W malowniczym zakątku Côteaux du Lyonnais, między Lyonem a Beaujolais, Baptiste Nayrand postanowił przewrócić świat naturalnego wina do góry nogami. Zostawił karierę w marketingu u chemicznej firmy i w 2014 r. zaczął tworzyć swoje wino — początkowo zaledwie 3,5 ha parcel, dziś już z kilkoma we własnym rejonie Millery / Bibost.

Tu winnica nie idzie na kompromisy: uprawa organiczna od samego początku, bez pestycydów i nawozów syntetycznych, z siedmioma infuzjami roślin (pokrzywa, skrzyp, wierzba i inne) wzmacniającymi równowagę gleby — a użycie siarki i miedzi ograniczone do absolutnego minimum.
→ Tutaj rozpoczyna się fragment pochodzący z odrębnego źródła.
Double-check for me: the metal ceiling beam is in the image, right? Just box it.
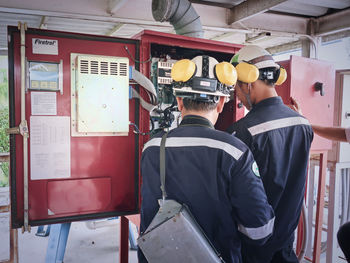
[0,7,247,34]
[210,32,235,40]
[189,0,234,8]
[315,8,350,36]
[246,32,271,43]
[106,23,124,36]
[321,30,350,43]
[291,0,350,9]
[227,0,288,24]
[267,40,301,55]
[232,12,308,36]
[267,29,350,55]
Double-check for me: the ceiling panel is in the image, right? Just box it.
[0,0,349,53]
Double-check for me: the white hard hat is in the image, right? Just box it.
[230,45,280,69]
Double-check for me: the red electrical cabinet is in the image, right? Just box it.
[8,27,243,228]
[8,26,142,228]
[276,55,335,151]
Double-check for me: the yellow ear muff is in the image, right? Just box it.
[215,62,237,86]
[275,66,287,85]
[236,62,260,83]
[171,59,196,82]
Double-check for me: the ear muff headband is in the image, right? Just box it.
[235,62,260,83]
[275,66,287,85]
[214,62,237,86]
[171,59,196,82]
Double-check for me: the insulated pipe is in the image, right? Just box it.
[152,0,204,38]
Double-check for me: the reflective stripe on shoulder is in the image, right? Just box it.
[238,216,275,240]
[143,137,243,160]
[248,117,310,136]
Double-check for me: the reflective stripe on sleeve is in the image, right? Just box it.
[143,137,243,160]
[238,217,275,240]
[248,117,310,136]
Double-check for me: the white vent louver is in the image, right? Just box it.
[72,54,129,136]
[79,59,128,76]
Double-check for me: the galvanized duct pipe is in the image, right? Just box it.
[152,0,204,38]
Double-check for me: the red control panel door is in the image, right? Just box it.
[276,56,335,151]
[8,26,143,228]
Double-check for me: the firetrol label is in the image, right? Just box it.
[32,38,58,55]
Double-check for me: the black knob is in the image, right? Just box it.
[314,82,325,96]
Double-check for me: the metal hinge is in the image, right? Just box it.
[6,120,29,138]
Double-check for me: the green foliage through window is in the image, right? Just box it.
[0,62,9,187]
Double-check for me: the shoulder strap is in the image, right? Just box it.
[160,132,168,203]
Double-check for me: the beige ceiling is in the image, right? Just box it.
[0,0,350,55]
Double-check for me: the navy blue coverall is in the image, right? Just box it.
[227,97,314,263]
[139,115,275,263]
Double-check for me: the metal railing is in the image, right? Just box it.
[0,152,18,263]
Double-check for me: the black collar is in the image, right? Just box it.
[251,96,283,112]
[180,115,215,129]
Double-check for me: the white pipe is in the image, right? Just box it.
[20,22,30,232]
[108,0,128,15]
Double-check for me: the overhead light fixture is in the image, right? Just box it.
[246,32,271,43]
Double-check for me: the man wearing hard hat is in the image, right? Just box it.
[139,55,275,263]
[227,46,314,263]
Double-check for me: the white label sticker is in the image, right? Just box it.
[32,38,58,55]
[30,116,71,180]
[31,92,57,115]
[200,81,211,87]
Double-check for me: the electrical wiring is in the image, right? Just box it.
[124,46,152,63]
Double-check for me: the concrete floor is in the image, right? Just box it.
[0,186,342,263]
[1,218,138,263]
[0,186,138,263]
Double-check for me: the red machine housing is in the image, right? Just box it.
[8,27,243,228]
[276,55,335,151]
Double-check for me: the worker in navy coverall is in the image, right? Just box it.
[139,55,275,263]
[227,46,314,263]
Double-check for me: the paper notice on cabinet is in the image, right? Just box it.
[30,116,70,180]
[31,92,57,115]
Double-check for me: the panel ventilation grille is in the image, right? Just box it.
[80,60,89,74]
[79,60,128,76]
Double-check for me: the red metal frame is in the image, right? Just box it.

Fermentacje odbywają się wyłącznie z dzikich drożdży, bez kontroli temperatury, bez pompowań czy nadmiernej ekstrakcji — wino ma się „naprawdę wypowiedzieć”, nie być składanką trików.

W portfolio Nayranda dominują czerwone wina z Gamay: cuvée takie jak L’Astrale, Vésanie, Sauvage czy Toit du Monde to wyraz tego, co region może dać, gdy pozwolić winogronom „żyć po swojemu”.

Są tu częściowo fermentacje całych gron (whole cluster), apelacje lokalne, pełne naturalnych napięć — wina, które nie krzyczą, ale przyciągają i zostają w pamięci.